No final do século XIX, a imigração em massa, sobretudo de italianos, espanhóis e portugueses, contribuiu para a industrialização do país. No caso de São Paulo, os bairros Brás, Belenzinho e Mooca abrigaram grande quantidade de operários. Nas indústrias, as condições de trabalhado desagradavam os trabalhadores. O pesquisador esclarece: “A carga horária invariavelmente ultrapassava 13 horas. Havia espaços muito pequenos para o almoço e para o café da tarde, com duração máxima de 15 minutos. As idas ao banheiro eram reguladas, os funcionários eram vigiados para que não conversassem entre si; podiam sofrer agressões físicas caso descumprissem as regras da empresa. O ambiente ao qual os trabalhadores eram expostos era insalubre, sem nenhuma proteção; os salários eram baixos; crianças ingressavam no trabalho para ajudar na renda familiar e sofriam as mesmas agressões, assim como as mulheres – até mesmo grávidas. Os salários desses grupos eram ainda mais baixos que o ordenado dos homens”.

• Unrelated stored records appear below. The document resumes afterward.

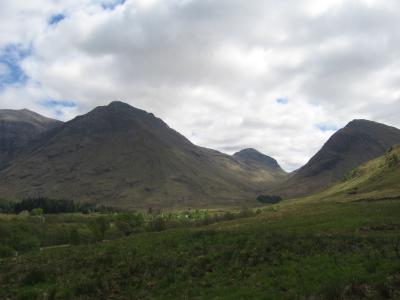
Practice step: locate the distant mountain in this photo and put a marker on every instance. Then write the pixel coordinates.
(253, 158)
(356, 143)
(375, 180)
(19, 127)
(122, 156)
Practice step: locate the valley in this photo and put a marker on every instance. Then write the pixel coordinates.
(115, 204)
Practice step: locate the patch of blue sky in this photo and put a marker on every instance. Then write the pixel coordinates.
(326, 127)
(55, 19)
(282, 101)
(112, 4)
(10, 59)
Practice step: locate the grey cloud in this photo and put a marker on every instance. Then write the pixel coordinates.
(213, 69)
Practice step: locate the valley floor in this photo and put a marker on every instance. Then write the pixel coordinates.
(293, 250)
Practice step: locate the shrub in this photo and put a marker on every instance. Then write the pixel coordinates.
(157, 224)
(99, 226)
(6, 251)
(392, 159)
(269, 199)
(37, 212)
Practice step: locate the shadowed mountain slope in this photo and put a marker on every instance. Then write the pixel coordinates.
(122, 156)
(254, 158)
(356, 143)
(18, 128)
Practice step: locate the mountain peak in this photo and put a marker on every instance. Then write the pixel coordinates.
(358, 142)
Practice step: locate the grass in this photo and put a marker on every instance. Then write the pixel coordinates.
(326, 250)
(326, 246)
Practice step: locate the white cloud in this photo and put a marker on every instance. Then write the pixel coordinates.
(214, 69)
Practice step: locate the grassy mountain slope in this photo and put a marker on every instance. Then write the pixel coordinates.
(337, 244)
(356, 143)
(294, 250)
(378, 179)
(122, 156)
(254, 159)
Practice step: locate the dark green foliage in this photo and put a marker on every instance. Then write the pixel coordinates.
(99, 226)
(7, 206)
(52, 206)
(352, 174)
(129, 223)
(392, 159)
(340, 252)
(157, 224)
(6, 251)
(269, 199)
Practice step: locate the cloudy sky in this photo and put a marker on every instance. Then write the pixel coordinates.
(279, 76)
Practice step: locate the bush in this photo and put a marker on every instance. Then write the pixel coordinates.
(6, 251)
(392, 159)
(98, 227)
(269, 199)
(37, 212)
(157, 224)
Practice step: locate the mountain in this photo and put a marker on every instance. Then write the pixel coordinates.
(18, 128)
(122, 156)
(375, 180)
(356, 143)
(253, 158)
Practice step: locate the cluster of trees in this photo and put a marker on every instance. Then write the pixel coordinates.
(269, 199)
(50, 206)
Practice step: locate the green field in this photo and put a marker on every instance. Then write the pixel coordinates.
(341, 244)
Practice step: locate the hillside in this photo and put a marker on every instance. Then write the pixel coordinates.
(254, 158)
(122, 156)
(356, 143)
(18, 128)
(378, 179)
(315, 248)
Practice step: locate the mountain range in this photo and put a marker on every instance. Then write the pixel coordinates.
(121, 156)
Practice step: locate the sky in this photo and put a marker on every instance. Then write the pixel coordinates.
(278, 76)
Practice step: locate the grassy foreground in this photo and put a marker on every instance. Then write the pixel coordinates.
(323, 250)
(343, 243)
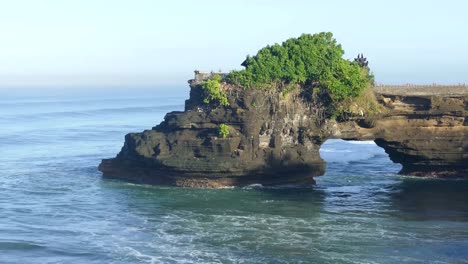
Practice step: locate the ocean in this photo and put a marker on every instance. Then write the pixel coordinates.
(56, 208)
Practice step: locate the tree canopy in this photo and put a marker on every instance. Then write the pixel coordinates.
(310, 60)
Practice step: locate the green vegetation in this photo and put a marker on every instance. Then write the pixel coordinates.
(213, 92)
(308, 61)
(223, 130)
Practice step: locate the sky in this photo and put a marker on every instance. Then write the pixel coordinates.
(160, 43)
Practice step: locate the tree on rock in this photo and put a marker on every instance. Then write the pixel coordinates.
(310, 61)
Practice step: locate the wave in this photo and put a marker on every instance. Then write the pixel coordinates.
(19, 245)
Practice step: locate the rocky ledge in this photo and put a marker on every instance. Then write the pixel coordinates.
(274, 139)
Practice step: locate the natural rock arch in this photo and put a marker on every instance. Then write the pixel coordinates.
(275, 139)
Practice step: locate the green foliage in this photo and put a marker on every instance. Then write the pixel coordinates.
(223, 130)
(213, 92)
(314, 60)
(288, 89)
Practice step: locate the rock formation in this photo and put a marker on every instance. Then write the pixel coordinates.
(274, 138)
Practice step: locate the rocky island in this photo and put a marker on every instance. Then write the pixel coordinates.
(266, 123)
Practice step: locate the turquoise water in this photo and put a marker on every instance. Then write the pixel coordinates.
(56, 208)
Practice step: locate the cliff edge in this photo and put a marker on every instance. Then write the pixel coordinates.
(274, 138)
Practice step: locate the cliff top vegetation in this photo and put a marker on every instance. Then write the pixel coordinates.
(310, 61)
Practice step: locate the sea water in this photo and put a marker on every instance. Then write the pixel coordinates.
(56, 208)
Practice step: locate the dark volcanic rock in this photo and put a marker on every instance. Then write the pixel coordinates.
(275, 139)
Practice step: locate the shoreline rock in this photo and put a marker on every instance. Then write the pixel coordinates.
(275, 139)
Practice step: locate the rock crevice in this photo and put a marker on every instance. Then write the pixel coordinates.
(275, 139)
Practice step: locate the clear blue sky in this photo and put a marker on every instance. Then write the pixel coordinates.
(148, 42)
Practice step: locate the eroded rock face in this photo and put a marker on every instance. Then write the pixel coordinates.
(275, 139)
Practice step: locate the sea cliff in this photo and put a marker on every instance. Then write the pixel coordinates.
(274, 138)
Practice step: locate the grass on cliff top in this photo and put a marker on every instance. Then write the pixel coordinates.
(413, 89)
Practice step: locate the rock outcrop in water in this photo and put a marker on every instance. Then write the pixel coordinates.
(274, 139)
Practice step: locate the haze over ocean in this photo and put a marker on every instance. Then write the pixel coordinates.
(56, 208)
(76, 76)
(119, 42)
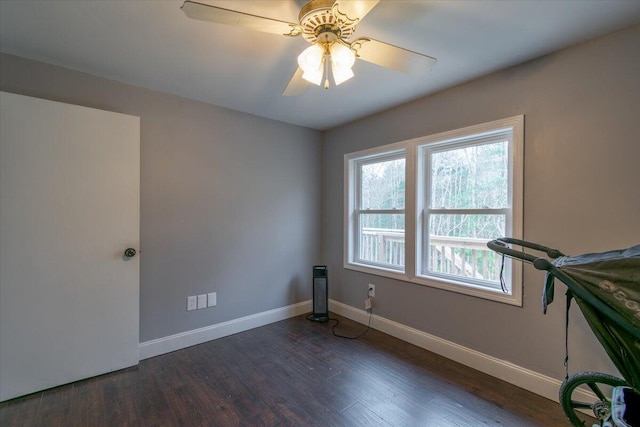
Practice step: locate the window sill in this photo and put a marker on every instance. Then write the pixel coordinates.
(440, 283)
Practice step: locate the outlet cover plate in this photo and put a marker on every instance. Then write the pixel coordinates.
(211, 299)
(202, 301)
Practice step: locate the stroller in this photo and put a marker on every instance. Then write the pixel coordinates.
(606, 287)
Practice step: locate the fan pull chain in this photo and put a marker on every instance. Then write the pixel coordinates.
(326, 71)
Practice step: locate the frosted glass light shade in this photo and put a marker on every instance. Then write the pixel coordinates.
(310, 61)
(314, 76)
(342, 59)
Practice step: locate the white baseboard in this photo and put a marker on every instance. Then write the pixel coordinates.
(198, 336)
(524, 378)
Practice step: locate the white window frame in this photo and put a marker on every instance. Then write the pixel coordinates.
(416, 203)
(353, 163)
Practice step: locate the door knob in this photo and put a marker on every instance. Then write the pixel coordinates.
(129, 253)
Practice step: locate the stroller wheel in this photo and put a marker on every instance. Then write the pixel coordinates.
(598, 383)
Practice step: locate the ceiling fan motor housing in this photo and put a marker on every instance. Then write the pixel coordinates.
(319, 22)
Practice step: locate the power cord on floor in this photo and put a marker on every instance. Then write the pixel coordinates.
(333, 328)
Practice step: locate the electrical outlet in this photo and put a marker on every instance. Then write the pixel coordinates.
(211, 299)
(192, 303)
(202, 301)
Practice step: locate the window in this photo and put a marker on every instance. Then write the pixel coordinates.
(378, 211)
(423, 210)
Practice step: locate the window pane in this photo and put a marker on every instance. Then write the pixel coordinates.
(458, 246)
(381, 239)
(382, 185)
(474, 177)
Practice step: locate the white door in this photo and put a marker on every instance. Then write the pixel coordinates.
(69, 207)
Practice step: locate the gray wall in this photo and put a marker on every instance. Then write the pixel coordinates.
(229, 202)
(582, 193)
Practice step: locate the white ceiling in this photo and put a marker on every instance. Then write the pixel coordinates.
(152, 44)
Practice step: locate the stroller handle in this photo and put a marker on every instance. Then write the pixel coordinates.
(501, 245)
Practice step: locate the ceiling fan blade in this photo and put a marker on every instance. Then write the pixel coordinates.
(218, 15)
(351, 12)
(296, 85)
(393, 57)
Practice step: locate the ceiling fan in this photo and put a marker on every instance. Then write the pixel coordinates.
(328, 25)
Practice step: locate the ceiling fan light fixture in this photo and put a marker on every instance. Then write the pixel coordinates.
(313, 76)
(311, 58)
(342, 59)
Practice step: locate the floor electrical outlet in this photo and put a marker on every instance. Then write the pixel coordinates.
(192, 303)
(211, 299)
(202, 301)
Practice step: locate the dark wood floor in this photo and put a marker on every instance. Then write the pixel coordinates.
(293, 372)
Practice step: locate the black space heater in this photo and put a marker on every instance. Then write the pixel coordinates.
(320, 294)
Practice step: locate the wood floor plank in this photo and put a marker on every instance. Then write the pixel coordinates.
(290, 373)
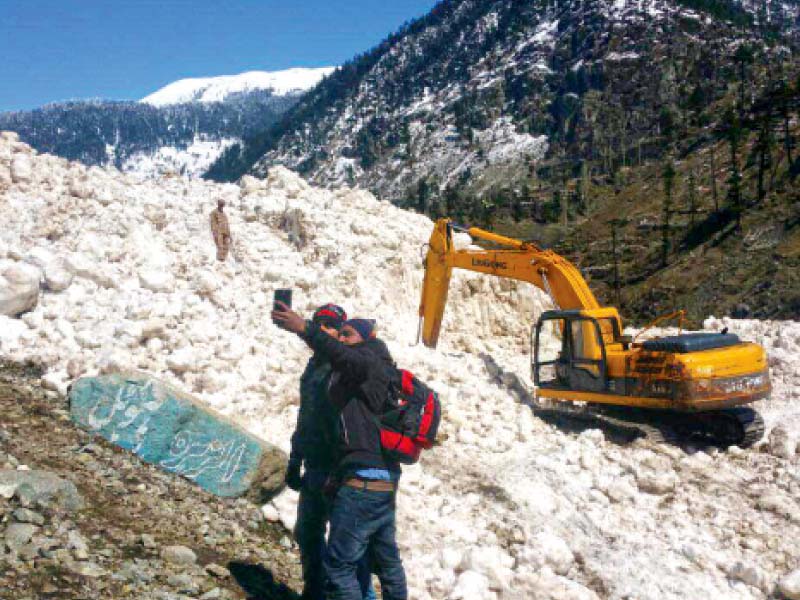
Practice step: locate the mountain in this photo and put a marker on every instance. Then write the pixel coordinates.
(219, 89)
(652, 142)
(181, 128)
(483, 95)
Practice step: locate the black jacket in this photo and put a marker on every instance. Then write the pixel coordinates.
(315, 438)
(360, 390)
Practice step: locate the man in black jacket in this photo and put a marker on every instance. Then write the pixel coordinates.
(362, 517)
(314, 443)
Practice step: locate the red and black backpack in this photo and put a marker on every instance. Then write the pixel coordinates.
(412, 420)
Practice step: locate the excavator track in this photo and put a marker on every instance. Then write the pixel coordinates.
(629, 428)
(741, 426)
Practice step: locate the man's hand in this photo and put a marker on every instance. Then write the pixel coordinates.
(285, 318)
(293, 478)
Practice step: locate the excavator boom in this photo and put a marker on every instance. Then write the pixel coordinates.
(515, 259)
(703, 380)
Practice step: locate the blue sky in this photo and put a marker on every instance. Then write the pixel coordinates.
(53, 50)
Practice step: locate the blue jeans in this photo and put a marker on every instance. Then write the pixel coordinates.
(363, 523)
(309, 531)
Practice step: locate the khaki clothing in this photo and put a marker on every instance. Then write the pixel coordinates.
(221, 232)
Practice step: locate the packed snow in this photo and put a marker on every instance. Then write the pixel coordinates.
(100, 271)
(217, 89)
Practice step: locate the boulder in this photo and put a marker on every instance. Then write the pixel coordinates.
(179, 433)
(42, 488)
(783, 442)
(179, 555)
(21, 171)
(19, 289)
(19, 534)
(156, 280)
(56, 277)
(789, 585)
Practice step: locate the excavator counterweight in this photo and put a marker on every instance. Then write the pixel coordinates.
(701, 382)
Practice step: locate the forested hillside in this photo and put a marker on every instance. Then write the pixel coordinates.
(676, 119)
(107, 132)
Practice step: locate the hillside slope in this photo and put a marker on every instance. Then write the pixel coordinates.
(479, 97)
(507, 506)
(179, 129)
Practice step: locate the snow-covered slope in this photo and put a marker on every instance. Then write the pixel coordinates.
(507, 507)
(217, 89)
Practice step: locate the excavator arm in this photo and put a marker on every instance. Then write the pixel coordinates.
(514, 259)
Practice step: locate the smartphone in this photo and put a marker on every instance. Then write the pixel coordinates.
(281, 295)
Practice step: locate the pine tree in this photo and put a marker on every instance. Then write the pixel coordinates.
(691, 195)
(734, 134)
(668, 175)
(763, 149)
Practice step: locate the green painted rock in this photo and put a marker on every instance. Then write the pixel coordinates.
(179, 433)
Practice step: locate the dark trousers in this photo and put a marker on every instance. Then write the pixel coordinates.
(363, 521)
(309, 531)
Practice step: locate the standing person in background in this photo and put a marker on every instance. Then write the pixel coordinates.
(220, 230)
(363, 511)
(314, 444)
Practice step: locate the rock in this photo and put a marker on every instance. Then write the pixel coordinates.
(182, 360)
(547, 550)
(76, 542)
(179, 555)
(24, 515)
(206, 282)
(749, 574)
(86, 569)
(43, 488)
(56, 277)
(779, 504)
(134, 573)
(19, 289)
(789, 585)
(782, 442)
(81, 266)
(183, 582)
(656, 483)
(21, 171)
(470, 585)
(217, 571)
(154, 328)
(179, 433)
(80, 188)
(18, 534)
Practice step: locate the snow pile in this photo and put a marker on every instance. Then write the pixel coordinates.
(507, 507)
(217, 89)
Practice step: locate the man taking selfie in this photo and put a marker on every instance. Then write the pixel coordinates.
(362, 515)
(313, 448)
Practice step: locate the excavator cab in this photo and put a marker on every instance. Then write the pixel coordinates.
(569, 352)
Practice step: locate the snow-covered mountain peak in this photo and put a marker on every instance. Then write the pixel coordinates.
(217, 89)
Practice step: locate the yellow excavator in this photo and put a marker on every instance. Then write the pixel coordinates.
(697, 385)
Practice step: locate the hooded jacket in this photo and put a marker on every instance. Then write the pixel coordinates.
(315, 438)
(360, 390)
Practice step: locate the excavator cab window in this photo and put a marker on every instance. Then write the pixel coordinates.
(580, 361)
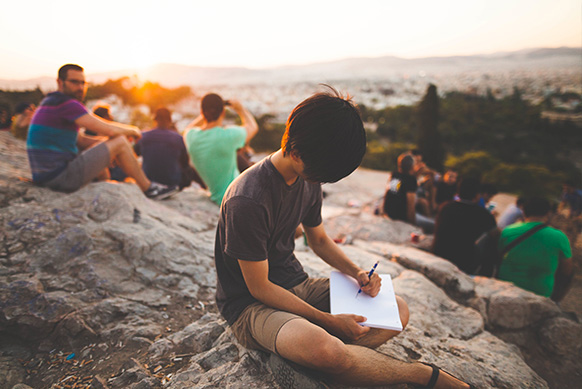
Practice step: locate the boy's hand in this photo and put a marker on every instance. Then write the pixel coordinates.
(370, 286)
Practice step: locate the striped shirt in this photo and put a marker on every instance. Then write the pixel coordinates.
(52, 136)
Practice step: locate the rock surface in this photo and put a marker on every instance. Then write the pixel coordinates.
(92, 295)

Nesse cenário, o anarquismo enquanto ideologia dissidente do sistema vigente – um estado social onde as relações e suas organizações não orbitam entorno de um governo ou de representatividade política – trazido da Europa por esses trabalhadores –, começou a ganhar força entre os paulistanos, assim como entre operários de todo o país. Em seu trabalho, o autor enfatiza que o anarquismo brasileiro ganha características próprias, em especial na cidade de São Paulo. “Mas não representou uma ruptura ou uma contrariedade com o pensamento libertário europeu. Ao contrário, preceitos que constituem a base da ideologia foram preservados e se atualizaram diante do nosso contexto”.

À moda espanhola

O pesquisador relata que, a partir dos anos 1900, o governo republicano começou a investir em escolas na periferia de São Paulo. “Somente em 2 de fevereiro de 1909 foi criado o Grupo Escolar do Belenzinho,” diz. De acordo com a dissertação, 1909 foi um ano emblemático para o movimento anarquista e para a educação libertária. Foi o ano em que os grupos libertários de São Paulo criaram a Comissão Pró Escola Moderna com o objetivo de fundar duas unidades de mesmo nome e em referência a experiência espanhola.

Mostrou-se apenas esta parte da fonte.